Für viele Händler bedeutet dies, die Kunden länger zu vertrösten oder mit Abstrichen auf gerade verfügbare Ausstattungen auszuweichen – mit einigen Nachteilen. Durch die Mangelbelieferung leide insbesondere die Kundenzufriedenheit, und die Händler würden bei den Befragungen nicht die besten Bewertungen erhalten, sagte der Verbandsvorsitzende Thomas Peckruhn. Daraus würden niedrigere Bonizahlungen folgen. Hinzu komme, dass durch die nicht verfügbaren Fahrzeuge die Zielboni von SAD nicht ausgezahlt würden.

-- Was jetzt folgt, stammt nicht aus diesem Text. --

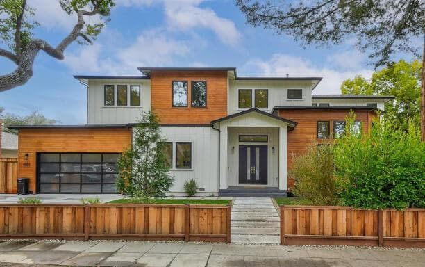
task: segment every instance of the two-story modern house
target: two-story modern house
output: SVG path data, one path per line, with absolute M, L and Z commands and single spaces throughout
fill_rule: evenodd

Der Handel forderte deshalb eine bestellbezogene Vergütung ein. Skoda-Vertriebschef Gunther Riedel und Geschäftsführer Hermann Schmitt, die neben weiteren SAD-Führungskräften offen Rede und Antwort standen, sagten den Teilnehmern zu, dass alle Händler bei rechtzeitiger Bestellung der Fahrzeuge keine Nachteile zu erwarten hätten. Man gehe von Einzelfällen aus, die genau geprüft würden und wo der Skoda-Außendienst helfend zur Seite stehe. Ein anderes Vergütungsmodell sei nicht so einfach machbar, da hierfür die Händlerverträge gekündigt werden müssten, hieß es.

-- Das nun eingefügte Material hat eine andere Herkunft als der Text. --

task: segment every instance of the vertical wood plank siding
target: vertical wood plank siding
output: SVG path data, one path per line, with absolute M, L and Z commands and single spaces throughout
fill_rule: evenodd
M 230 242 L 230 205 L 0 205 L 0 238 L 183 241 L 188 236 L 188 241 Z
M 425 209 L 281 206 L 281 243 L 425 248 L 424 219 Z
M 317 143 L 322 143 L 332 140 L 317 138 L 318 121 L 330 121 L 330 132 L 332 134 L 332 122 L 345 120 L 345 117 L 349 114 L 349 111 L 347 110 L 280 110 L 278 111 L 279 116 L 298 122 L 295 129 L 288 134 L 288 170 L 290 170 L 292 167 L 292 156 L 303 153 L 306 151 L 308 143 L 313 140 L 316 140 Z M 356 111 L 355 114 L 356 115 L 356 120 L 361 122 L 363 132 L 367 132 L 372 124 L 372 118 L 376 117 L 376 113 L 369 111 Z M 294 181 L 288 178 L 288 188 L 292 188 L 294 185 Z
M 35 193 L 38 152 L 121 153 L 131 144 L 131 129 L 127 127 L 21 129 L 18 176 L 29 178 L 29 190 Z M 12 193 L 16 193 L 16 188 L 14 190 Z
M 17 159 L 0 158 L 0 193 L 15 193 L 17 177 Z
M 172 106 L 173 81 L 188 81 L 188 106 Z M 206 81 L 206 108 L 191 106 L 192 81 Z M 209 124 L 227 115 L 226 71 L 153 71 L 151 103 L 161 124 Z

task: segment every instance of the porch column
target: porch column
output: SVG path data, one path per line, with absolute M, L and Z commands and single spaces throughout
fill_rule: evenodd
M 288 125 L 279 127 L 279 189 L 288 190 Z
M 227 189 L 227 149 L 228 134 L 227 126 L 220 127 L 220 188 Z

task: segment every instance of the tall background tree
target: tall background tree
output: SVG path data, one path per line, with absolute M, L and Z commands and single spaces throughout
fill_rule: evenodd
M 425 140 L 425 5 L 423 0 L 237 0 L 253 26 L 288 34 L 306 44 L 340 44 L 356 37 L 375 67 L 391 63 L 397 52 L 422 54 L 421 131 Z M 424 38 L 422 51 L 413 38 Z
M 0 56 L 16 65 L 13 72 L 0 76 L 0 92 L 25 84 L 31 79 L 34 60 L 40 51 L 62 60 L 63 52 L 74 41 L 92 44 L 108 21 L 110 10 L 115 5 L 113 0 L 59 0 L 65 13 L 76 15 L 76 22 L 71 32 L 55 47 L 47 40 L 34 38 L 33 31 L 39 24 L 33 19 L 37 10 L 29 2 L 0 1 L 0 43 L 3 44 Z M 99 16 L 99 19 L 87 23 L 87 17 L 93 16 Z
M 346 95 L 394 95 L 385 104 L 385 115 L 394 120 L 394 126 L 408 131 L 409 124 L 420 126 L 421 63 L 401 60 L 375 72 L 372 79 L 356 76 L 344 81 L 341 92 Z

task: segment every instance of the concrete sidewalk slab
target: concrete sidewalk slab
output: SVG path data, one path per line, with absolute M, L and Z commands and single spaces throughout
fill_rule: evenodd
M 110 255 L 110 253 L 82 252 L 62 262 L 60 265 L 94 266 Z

Ertragsverluste durch Re-Importe

Weitere Bremsklötze für das Geschäft in diesem Jahr sind laut Peckruhn die deutlich gewachsene Anzahl von Re-Importen (2007/08 ca. sieben Prozent, aktuell 16,1 Prozent). "Dadurch gehen in 2010 20.000 Autos am deutschen Handel vorbei, was ca. 35 Autos pro Händler entspricht und rund 30.000 Euro Ertragsverlust je Händler bedeutet. Zudem verfügen die Fahrzeuge aus dem Ausland über Ausstattungen, die wir gar nicht bestellen können. Hier haben wir echte Argumentationsprobleme und auf lange Sicht wird das eigene Netz geschwächt", so der Händlersprecher.

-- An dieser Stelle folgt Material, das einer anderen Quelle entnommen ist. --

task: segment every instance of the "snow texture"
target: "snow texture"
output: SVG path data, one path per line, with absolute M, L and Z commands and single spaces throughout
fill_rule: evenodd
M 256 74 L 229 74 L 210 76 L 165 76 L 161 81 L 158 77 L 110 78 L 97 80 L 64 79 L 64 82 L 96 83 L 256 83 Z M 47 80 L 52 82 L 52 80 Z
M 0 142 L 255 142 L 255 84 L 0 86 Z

Als Lösung für die Problematik sehen die Vertragspartner vor allem Preisharmonisierungen. SAD-Chef Schmitt erklärte dazu: "Diese Autos sind vor allem Überbestände aus Ländern wie Polen, Tschechien, Slowenien, Ungarn und dem Baltikum. Dagegen können wir auch aus GVO-Sicht kaum etwas unternehmen." Verschärft werde die Situation durch hohe Währungsschwankungen in den Nicht-Euro-Ländern. "Allerdings können Sie sicher sein, dass ich bei jedem Treffen mit den anderen Märkten immer wieder in Ihrem Sinne auf dieses Thema eingehe", betonte der Geschäftsführer.